A semana de 25 a 29 de maio foi marcada por decisões relevantes em energia e infraestrutura. A Petrobras (PETR4) anunciou que pretende investir mais de R$ 60 bilhões em plataformas do tipo FPSO (unidades flutuantes de produção, armazenamento e transferência de petróleo), além de divulgar o resgate de US$ 670 milhões em bonds com vencimento em 2027. Na outra ponta do setor, a Azul (AZUL3) informou a listagem de seus ADSs (recibos de ações negociados nos EUA) na bolsa NYSE American, enquanto a Rumo (RAIL3) anunciou a inauguração da Ferrovia do Mato Grosso.

No campo societário e de fusões e aquisições, a Ecopetrol lançou oferta pública para assumir o controle da Brava Energia (BRAV3), que por sua vez comunicou a anuência dos debenturistas à operação. A Suzano (SUZB3) reportou avanço na aquisição de 51% da operação de tissue da Kimberly-Clark no Brasil.
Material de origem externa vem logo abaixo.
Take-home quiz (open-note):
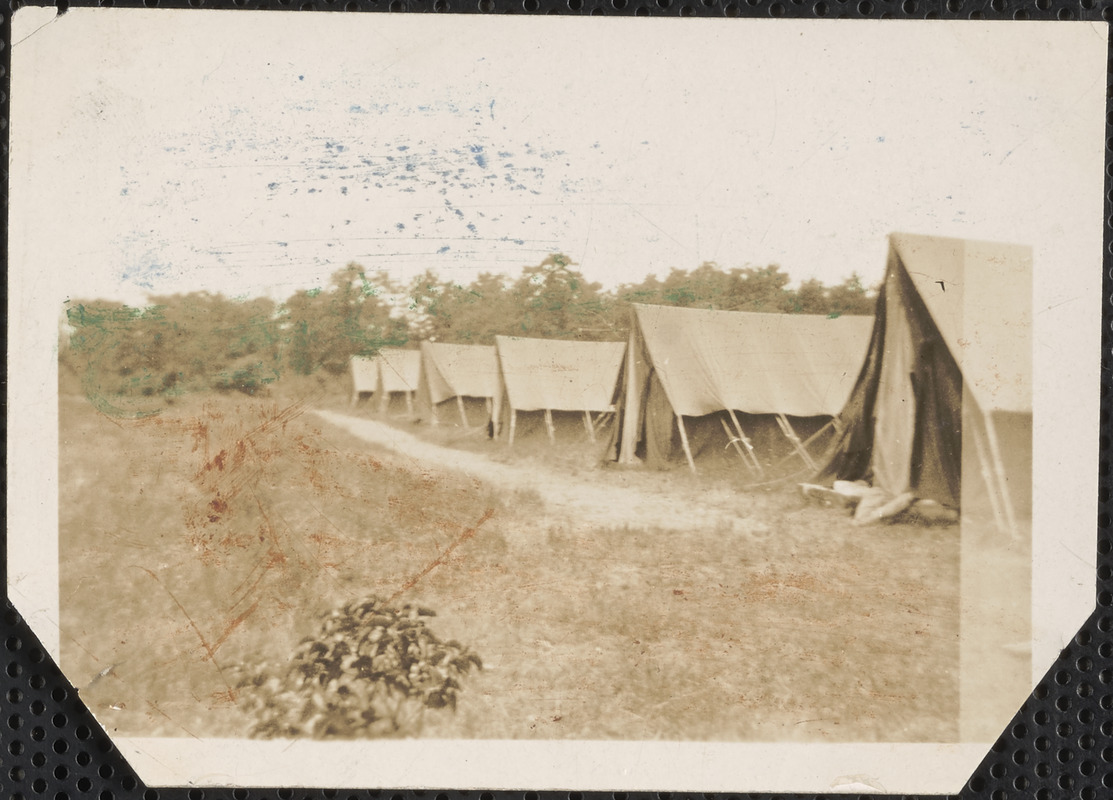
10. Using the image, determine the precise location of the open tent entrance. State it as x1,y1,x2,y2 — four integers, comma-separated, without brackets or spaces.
417,342,499,428
349,348,421,417
492,336,626,445
816,234,1033,741
817,234,1032,537
348,356,378,408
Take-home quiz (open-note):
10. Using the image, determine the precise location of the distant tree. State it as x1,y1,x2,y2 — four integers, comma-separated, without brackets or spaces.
280,263,410,375
827,273,877,316
788,278,828,314
505,253,613,339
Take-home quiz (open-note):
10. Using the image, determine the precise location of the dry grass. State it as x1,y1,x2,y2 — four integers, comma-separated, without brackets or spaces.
61,389,958,741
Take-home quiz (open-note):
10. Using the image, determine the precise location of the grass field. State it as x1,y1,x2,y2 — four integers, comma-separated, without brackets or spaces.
60,387,959,741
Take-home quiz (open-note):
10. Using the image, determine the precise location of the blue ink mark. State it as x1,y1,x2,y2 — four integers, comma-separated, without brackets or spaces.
467,145,486,169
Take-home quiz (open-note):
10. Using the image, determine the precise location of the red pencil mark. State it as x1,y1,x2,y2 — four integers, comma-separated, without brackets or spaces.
213,600,259,652
386,508,494,603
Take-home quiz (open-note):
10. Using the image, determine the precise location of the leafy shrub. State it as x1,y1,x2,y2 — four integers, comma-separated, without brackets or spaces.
240,597,483,739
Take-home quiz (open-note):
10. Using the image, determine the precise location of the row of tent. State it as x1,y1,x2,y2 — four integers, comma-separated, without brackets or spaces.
352,234,1032,530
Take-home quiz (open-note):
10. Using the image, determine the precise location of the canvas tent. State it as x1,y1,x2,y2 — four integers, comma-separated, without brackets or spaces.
351,356,378,405
351,347,421,415
492,336,626,444
417,342,499,427
818,234,1032,533
610,304,871,474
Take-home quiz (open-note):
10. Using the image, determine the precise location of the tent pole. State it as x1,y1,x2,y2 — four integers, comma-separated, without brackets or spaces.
777,414,817,470
777,417,835,466
456,395,469,427
677,414,696,475
719,417,750,468
982,412,1020,539
963,415,1007,531
614,331,644,464
727,408,765,477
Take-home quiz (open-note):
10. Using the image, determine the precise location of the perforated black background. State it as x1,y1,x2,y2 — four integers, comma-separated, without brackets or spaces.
0,0,1113,800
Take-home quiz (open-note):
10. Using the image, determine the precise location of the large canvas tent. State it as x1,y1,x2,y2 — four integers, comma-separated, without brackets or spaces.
417,342,499,427
610,304,871,474
351,356,378,406
492,336,626,444
818,228,1032,532
351,347,421,415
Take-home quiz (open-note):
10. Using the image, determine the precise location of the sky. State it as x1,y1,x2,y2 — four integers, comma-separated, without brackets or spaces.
11,8,1105,303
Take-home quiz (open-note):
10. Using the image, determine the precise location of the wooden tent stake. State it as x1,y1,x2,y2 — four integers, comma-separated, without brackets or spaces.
677,414,696,475
456,395,470,427
545,408,557,444
727,408,765,476
777,414,818,470
982,412,1020,539
963,414,1008,531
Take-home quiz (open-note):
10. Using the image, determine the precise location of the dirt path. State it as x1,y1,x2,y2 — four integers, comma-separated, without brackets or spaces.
314,409,767,536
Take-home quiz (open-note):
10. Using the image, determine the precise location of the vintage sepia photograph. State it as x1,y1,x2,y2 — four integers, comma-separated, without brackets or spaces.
8,9,1106,792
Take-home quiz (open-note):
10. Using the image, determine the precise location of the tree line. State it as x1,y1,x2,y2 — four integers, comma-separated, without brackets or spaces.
59,254,875,397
A Dalpe concluiu a OPA pela Neogrid (NGRD3), adquirindo 54% do capital, enquanto o Grupo GPS (GGPS3) anunciou a compra de 55% do Grupo SEI. Também houve movimentos relevantes em participações: a MAK Capital alcançou 4,99% da Oncoclínicas (ONCO3), a Alaska chegou a 15% da Hidrovias do Brasil (HBSA3) e a 45% da Valid (VLID3), a BlackRock atingiu 10% das ações preferenciais da Klabin (KLBN4) e 5% das PNs da Usiminas (USIM5), e a Dynamo passou a deter 5% da Vibra (VBBR3).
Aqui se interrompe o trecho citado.